Prime Minister Gusmao escaped unharmed from an ambush on his motorcade
and declared a 12-day state of emergency. East Timor Defense Force
soldiers and Australian-led forces are combing the rugged jungle mountains
outside the capital for dozens of heavily armed assailants who fled after
the attacks.
It is unclear if they were attempting a coup, or took a military gamble
aimed at gaining an upper hand in negotiations with the government. Either
way, it backfired with the killing of the popular rebel commander Alfredo
Reinado and one of his bodyguards.
While shocking to outsiders, the bloodshed was taken in stride by most
Timorese, a devoutly Roman Catholic people who have grown accustomed to
hardship after enduring the 1975 Indonesian invasion and the death of
roughly a fifth of the population in just over two decades.
"Our leaders always fight each other," said Maderia, a
58-year-old street vendor who has lived in a squalid tent camp for nearly
two years with her four children after being driven out of her home by
machete-wielding gangs. "Again our leaders made the same mistake of
not solving the problems peacefully."
East Timor is a remote and impoverished nation of 1 million facing
chronic unemployment of about 40 percent.
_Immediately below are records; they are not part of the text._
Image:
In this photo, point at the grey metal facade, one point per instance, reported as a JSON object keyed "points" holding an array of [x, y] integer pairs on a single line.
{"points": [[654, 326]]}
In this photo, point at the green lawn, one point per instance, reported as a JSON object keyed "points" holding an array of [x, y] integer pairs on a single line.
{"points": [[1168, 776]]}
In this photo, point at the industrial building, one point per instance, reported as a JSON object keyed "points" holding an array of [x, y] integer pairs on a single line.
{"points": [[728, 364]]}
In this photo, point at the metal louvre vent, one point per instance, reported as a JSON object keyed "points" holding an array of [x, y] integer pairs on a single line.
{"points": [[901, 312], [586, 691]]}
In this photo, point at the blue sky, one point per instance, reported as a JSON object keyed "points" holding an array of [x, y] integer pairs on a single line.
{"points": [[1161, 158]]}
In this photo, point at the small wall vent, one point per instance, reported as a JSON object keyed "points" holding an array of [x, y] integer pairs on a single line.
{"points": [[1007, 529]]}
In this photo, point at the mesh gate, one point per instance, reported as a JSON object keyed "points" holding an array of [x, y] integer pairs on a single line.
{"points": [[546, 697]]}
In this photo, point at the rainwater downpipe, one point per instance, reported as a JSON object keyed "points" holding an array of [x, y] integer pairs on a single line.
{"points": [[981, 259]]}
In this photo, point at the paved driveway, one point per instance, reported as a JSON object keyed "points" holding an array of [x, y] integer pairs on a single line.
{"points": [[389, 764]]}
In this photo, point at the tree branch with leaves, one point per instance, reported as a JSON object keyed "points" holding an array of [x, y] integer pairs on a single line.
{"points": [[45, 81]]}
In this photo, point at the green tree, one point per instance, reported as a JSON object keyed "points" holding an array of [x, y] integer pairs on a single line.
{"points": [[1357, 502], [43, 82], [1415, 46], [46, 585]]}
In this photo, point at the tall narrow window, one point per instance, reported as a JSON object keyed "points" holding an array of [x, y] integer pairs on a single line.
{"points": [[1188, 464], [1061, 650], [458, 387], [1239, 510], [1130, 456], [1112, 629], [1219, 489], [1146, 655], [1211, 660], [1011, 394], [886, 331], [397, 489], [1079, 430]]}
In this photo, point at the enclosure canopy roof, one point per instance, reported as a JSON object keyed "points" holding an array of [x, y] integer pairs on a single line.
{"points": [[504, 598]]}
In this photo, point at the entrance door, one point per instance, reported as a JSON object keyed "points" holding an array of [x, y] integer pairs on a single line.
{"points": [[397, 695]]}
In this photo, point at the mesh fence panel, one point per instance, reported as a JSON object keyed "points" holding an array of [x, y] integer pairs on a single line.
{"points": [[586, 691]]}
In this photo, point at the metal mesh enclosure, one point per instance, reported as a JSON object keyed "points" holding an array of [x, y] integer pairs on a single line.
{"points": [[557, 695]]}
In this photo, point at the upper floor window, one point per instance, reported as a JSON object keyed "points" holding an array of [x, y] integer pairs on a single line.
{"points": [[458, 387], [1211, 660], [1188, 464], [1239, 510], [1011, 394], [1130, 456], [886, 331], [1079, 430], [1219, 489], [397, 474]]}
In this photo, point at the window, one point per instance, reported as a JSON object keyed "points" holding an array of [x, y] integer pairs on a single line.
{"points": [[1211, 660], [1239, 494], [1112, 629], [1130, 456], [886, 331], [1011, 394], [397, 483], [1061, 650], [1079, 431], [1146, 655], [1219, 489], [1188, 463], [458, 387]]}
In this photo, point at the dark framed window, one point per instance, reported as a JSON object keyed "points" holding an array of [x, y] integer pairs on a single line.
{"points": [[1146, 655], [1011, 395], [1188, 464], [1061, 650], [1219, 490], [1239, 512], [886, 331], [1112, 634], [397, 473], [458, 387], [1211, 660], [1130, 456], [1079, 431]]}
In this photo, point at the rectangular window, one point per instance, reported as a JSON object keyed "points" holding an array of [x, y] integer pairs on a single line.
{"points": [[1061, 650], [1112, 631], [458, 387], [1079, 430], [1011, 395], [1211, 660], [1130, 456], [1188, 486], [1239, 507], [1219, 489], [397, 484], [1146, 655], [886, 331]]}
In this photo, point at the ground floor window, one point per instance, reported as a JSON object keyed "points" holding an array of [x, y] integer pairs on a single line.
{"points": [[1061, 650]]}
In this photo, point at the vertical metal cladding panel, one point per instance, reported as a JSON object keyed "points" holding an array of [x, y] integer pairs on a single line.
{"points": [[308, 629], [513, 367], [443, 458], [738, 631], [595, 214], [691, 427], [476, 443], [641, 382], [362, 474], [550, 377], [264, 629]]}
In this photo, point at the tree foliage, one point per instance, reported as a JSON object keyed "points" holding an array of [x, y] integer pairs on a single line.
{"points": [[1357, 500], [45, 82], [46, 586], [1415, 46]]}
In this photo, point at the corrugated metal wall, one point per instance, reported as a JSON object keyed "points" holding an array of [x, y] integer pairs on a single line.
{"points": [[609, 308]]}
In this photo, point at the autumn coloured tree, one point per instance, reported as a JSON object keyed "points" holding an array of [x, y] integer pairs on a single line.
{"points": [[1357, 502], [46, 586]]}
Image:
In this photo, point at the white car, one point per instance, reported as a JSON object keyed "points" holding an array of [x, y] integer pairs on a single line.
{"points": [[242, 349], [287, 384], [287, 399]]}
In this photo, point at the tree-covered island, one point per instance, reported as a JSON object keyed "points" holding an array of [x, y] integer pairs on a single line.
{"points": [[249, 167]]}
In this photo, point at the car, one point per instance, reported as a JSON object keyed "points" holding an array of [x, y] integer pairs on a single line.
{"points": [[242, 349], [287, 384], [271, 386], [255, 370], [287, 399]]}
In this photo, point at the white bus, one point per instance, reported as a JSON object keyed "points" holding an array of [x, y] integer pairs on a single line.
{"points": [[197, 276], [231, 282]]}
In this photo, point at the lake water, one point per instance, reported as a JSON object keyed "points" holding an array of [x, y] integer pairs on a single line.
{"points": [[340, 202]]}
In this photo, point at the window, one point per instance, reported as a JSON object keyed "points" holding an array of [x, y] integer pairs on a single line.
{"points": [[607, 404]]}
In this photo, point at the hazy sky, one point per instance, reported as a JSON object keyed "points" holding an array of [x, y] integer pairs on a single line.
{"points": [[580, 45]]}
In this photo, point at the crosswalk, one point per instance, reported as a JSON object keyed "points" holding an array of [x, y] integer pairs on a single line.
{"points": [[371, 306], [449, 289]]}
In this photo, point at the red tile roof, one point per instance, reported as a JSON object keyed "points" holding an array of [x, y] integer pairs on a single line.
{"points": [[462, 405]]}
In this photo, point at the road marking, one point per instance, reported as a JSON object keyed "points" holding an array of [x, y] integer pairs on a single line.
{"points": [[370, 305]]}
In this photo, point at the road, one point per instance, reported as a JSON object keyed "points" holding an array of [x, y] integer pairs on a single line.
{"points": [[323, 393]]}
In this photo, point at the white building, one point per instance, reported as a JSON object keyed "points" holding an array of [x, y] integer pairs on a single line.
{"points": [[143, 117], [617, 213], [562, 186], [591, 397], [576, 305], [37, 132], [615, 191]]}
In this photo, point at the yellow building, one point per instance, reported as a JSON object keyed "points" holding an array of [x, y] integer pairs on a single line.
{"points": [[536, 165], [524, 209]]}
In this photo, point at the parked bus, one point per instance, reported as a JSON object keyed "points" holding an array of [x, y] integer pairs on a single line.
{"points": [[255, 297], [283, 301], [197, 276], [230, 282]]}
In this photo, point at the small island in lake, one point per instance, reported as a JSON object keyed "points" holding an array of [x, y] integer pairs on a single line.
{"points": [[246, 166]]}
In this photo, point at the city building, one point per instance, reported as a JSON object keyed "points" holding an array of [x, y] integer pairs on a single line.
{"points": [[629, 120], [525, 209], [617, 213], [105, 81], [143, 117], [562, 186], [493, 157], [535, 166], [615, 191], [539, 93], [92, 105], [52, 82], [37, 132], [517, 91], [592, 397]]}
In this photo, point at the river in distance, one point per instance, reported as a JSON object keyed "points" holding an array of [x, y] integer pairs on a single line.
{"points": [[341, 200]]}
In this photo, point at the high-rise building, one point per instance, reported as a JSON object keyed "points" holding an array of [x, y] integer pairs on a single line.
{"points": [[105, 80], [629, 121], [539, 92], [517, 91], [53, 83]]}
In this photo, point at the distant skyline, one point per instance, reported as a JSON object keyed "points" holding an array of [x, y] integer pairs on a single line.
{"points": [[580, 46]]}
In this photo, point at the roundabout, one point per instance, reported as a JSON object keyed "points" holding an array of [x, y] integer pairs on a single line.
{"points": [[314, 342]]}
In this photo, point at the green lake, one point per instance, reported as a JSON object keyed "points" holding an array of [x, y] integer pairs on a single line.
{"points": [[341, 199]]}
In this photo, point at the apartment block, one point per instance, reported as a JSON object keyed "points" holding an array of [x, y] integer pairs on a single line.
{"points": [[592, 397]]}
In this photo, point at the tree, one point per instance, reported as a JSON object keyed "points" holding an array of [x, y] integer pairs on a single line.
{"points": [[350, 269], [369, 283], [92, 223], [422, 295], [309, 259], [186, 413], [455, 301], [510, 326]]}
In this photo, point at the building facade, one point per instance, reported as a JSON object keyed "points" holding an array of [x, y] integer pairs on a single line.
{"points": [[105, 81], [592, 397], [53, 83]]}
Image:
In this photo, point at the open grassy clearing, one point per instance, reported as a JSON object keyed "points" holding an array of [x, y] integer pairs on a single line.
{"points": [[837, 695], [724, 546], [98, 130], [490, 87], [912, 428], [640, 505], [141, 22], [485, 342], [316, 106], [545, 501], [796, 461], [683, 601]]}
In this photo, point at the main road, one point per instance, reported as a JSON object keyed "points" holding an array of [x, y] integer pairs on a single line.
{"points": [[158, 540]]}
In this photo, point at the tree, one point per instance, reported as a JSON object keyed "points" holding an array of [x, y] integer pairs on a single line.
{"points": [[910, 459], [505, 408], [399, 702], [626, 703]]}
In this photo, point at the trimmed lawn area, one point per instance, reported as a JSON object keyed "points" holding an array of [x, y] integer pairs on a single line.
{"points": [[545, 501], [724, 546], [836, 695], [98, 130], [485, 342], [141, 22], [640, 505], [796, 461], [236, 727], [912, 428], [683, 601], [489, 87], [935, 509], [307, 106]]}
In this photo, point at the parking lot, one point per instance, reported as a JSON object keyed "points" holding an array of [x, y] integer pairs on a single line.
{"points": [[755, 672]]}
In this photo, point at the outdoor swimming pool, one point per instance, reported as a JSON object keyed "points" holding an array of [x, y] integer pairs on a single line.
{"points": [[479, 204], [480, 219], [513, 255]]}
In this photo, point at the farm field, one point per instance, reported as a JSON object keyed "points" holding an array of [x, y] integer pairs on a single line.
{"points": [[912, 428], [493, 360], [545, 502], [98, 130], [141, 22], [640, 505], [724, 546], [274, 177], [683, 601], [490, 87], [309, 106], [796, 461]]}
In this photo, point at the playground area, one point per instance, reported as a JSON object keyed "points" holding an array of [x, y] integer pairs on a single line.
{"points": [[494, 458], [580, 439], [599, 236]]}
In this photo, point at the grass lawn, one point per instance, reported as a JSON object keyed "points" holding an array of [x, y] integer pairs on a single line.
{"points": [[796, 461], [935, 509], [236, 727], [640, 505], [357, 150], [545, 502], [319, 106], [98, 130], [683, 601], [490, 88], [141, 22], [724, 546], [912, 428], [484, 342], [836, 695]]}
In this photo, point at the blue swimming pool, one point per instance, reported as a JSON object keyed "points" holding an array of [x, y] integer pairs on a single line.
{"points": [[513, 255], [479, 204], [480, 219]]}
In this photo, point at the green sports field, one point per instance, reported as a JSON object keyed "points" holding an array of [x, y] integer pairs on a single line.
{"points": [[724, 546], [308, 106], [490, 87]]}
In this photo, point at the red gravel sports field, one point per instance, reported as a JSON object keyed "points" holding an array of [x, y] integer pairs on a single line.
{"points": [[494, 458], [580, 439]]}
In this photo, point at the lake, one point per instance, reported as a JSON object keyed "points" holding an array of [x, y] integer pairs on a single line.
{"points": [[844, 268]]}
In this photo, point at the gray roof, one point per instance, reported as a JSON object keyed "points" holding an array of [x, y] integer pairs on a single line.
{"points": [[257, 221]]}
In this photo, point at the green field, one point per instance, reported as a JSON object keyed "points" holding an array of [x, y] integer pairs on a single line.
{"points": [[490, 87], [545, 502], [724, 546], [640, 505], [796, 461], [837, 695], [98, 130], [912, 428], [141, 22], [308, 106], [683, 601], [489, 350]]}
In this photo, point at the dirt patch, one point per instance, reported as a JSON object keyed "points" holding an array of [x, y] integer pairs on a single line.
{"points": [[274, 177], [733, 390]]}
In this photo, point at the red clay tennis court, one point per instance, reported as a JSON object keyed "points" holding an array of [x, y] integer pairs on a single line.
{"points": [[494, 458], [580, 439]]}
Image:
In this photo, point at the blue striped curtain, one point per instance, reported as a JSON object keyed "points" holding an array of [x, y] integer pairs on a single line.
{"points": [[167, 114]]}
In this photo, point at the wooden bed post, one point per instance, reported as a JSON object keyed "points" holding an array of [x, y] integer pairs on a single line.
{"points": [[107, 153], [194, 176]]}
It is heavily dependent on
hundreds of charities feeding and sheltering tens of thousands of people
too afraid to return to their homes.
There is virtually no rule of law and perpetrators of past atrocities
walk the streets freely, perpetuating a cycle of retaliation and impunity.
Reinado, an Australian-trained former military police chief turned
rebel, was indicted on murder charges for the violence in 2006, but over
the past year was allowed to meet repeatedly with the president as he
openly threatened to attack the government.
Hugely popular with the vast disillusioned youth, Reinado survived for
more than a year as a fugitive with the help of a wide network that
enabled him to slip into the capital last Monday and storm the
presidential residence toting a machine gun.
The arrival of thousands of foreign troops, U.N. employees, aid and
construction workers had brought a flood of capital into East Timor's
ailing economy, much of it to business related to large offshore resources
of oil and gas.
With concerns of ongoing volatility and increasing crime, one sector
undergoing huge growth is private security.
Christopher Whitcomb, a former U.S. Federal Bureau of Investigation
agent, set up APAC Security three months ago and with 1,600 drivers,
bodyguards and advisers he says it has become the country's largest
commercial employer.
"There is always the destabilizing influence that keeps security
at a high level here," he said. "We really see ourselves as
becoming an integral part of the system.